No creo, porque son de plástico, que es inmune al Efecto Magneto.
Igual es el Efecto Percha. Otra terrible alteración del continuo espacio-tiempo... :-P
Estarán tal vez en la dimensión bolígrafo? Por lo que veo el fenómeno no se produce sólo en mi armario...
He vueeeeltoooo! (bueno, volví el sábado pero todavía estoy en modo vacaciones!).
(bueno, volví el sábado pero todavía estoy en modo vacaciones!).
Te perdiste el domingo un pollo al mole fantabuloso (y pantagruélico) :p Te veo en muchos blogs menos en uno de los tuyos, Ferran ;)...:p
Lo que habría que ver es qué ocurre si cuelgas un bolígrafo de una percha. :-P
¿Qué tal las vacaciones?
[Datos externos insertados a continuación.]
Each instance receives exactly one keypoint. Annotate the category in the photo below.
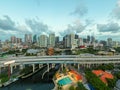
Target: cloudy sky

Muy chulas las postales. Te odiamos. :-D
Muy chulas las postales
Pero qué dices, Juanmita, si no eran del otro mundo. ¿Cómo dices? ¿que me estoy poniendo verde? seguro que no es verde de envidia, eso fijo...
Será el pollo al mole del otro día. Fijo. :-P
Juanma estoy muuy decepcionado. Como aficionado a la cf deberias haber citado:
Todos los mares con ostras de Avram Davidson que trata de donde va a parar las perchas. Cuento ganador del Hugo.
Y ni siquiera voy a mencionar el Kibble Dickiano.
Ni la idea de Chesteron de que la humanidad estan en guerra con las maquinas pero estas luchan una guerra de guerrillas amargandonos la vida en el momento más inesperado .
Ni ...
Cierto, cierto. Qué bueno era ese cuento de Davidson. :-)
No, en realidad esto no tiene nada que ver con el kipple. El kipple lo tengo en casa, ocupa toda mi habitación y ya es un ente orgánico que me saluda cuando vengo para acá. El viernes hacemos limpieza general, a ver qué sale. Apuesto a que me llevo grandes sorpresas.
El cuento de Davidson es lo contrario que el armario de Cristina. Allí no hay manera de saber qué pasa con las perchas. Hasta ahora, sólo se me ocurre enunciarlo como una ecuación en la que la única variable es un número fijo, el 2.
Sea P el número de prendas que hay en el armario, y p el número de perchas. Se establece una constante P = p + 2. Así, si p = 25, P es 25 + 2, o sea 27.
Peeero si compramos 3 prendas y 8 perchas, en teoría deberíamos tener P = 28 y p = 35. Pues no. Da igual. Lo que tenemos no es 28 prendas y 35 perchas, sino P = p + 2. Siguen faltando dos perchas. El número de prendas es irrelevante, y da igual que aumente o disminuya. La constante se mantiene.
No lo entiendo, pero es así. Interesante e intrigante a partes iguales.
Juanma, que a ti te pasan TODAS las cosas raras no? una alegría que tengas este espacio para compartirlas y no sean todo estres para ti ... =)
¡Qué poca fé tienes, Juanma! Si hubieras vivido, como yo, treinta años en Tenerife estarías más abierto a este tipo de fenómenos inexplicables.
Porque cualquiera que haya montado en bici en Tenerife sabe que, dado un trayecto de ida y vuelta del punta A al punto B, todo el viaje de ida será en subida, pero el trayecto de vuelta también será en subida.
Allí donde las leyes de la física no hallan explicación bla, bla, bla...
ejem esto, ¿habeis probado a comprar los juegos de perchas de ikea?